El nacimiento de la mística
El 16 de octubre de 1968 Estudiantes de La Plata se coronó campeón del mundo. Lo hizo en Inglaterra, en el inexpugnable Teatro de los Sueños, Old Trafford, la cancha de Manchester United, ante el rugido de decenas de miles de hinchas hostiles que gritaban “animals” desde las gradas. Lo hizo contra todo pronóstico, con un equipo conformado por cuatro jugadores de más de 24 años (Bilardo, Madero, Togneri, Conigliaro) y los restantes siete, jóvenes de 23 o menos criados en casa (la mayor cantidad de integrantes de inferiores en un equipo campeón del mundo hasta la actualidad). El equipo de La Plata, una ciudad de 478 mil habitantes, derrotaba a la empresa de Manchester, localidad industrial pujante de 2,5 millones de personas, al equipo que alineaba a tres integrantes de la Inglaterra campeona mundial de 1966, y, claro, a “El Mejor”, el norirlandés George Best.
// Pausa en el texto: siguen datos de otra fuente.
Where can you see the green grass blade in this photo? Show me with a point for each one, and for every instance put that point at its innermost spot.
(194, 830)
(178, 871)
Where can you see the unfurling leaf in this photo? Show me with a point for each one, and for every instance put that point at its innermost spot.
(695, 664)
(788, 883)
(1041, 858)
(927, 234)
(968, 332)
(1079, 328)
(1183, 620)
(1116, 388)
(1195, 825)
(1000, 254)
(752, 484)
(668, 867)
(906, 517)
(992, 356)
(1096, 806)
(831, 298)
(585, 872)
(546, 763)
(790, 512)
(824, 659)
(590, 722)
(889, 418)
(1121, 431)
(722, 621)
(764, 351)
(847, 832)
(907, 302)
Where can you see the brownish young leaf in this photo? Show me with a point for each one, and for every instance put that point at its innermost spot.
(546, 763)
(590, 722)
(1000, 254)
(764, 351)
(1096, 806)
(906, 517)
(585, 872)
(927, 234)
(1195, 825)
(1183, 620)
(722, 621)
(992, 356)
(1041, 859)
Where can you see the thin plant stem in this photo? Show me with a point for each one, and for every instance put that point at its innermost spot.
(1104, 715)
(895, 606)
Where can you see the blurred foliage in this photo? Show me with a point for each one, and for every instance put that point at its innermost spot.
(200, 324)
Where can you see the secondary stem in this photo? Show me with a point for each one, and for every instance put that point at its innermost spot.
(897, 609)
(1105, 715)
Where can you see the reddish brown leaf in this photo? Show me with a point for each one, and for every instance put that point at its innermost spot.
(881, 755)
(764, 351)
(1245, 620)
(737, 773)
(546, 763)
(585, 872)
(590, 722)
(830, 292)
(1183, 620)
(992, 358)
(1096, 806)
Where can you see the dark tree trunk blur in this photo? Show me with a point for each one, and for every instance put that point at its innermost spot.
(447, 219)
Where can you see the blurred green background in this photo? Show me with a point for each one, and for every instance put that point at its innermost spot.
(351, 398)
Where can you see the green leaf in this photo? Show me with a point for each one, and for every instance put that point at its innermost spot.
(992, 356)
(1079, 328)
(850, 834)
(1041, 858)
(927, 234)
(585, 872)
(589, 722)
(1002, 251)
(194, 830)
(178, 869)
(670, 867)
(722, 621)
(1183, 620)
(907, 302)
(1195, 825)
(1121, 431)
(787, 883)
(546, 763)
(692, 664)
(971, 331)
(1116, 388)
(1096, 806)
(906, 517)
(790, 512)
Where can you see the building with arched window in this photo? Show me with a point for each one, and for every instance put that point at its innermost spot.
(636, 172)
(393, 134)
Cinco años antes, Estudiantes se iba al descenso.
Aquel torneo de 1963 que condenó al Pincha a la segunda categoría de 1963 fue la culminación de “una etapa muy decadente”, recuerda Osvaldo Papaleo, por entonces un joven periodista que se dedicaba a cubrir la actualidad del club. “Estudiantes, en aquel entonces, era un buen pibe”, dice Papaleo: un club simpático, acostumbrado a la mitad de tabla y a rememorar algunas viejas etapas de gloria. Era el club de Nolo Ferreira, de Beto Infante, de Pelegrina, pero en Primera el club no había conseguido campeonatos en el profesionalismo: desde el regreso a Primera, Estudiantes había terminado por encima de la décima posición (sobre 16) en solo dos ocasiones (1957 y 1958): en 1960, había sido 13°, y en 1961, 14°, al igual que en 1962 (sobre 15 equipos), campañas que acabarían condenado a Estudiantes en 1963.
Su vecino, Gimnasia, era en aquellos años protagonista en la lucha grande; Estudiantes, en cambio, pasaba años de zozobra. Y de pleno desconcierto: entre 1959 y 1961, hubo cinco entrenadores diferentes. Había sufrido un año antes la peor derrota de su historia, un 1-8 frente a San Lorenzo, y nadaba para no ahogarse en el fondo de la tabla del torneo de Primera en aquel 1961 que terminó de dramática manera: con Juan José “Pichón” Negri, gloria de Estudiantes y del fútbol argentino, tapa de El Gráfico con tres equipos diferentes (un hito nunca igualado), como DT, el Pincha llegó a la fecha final último en la tabla y con un punto de ventaja sobre Lanús en los promedios. Y el rival era… Lanús. De visitante. El duelo por la permanencia fue feroz: aquel 3 de diciembre de 1963 hubo lucha, coraje y 8 expulsados: terminaron 7 contra 7. Estudiantes, a 10 minutos del pitazo final, descendía: el Granate ganaba 1 a 0 hasta que Roque Fernández pateó un tiro libre que Juan Carlos “Coco” Rulli desvió para convertir uno de los goles más gritados de la historia de Estudiantes. El de la salvación.
Negri dejaría tras aquel torneo el cargo de entrenador, cediendo su lugar a Saúl Ongaro, piloto de una brava tormenta durante los siguientes dos años. Es que, recuerda Papaleo, “Estudiantes no tenía jugadores importantes en Primera. Habíamos incluso traído de rebote un jugador de Brasil… Tuvo mucho de esos jugadores de verano: se probaban y en el verano la rompían. Cuando venía el campeonato era muy mala la realidad. No había rigor en el trabajo, no había prestigio, se vivía del prestigio anterior, pero veníamos de un intermedio absolutamente malo, de muy bajo nivel”.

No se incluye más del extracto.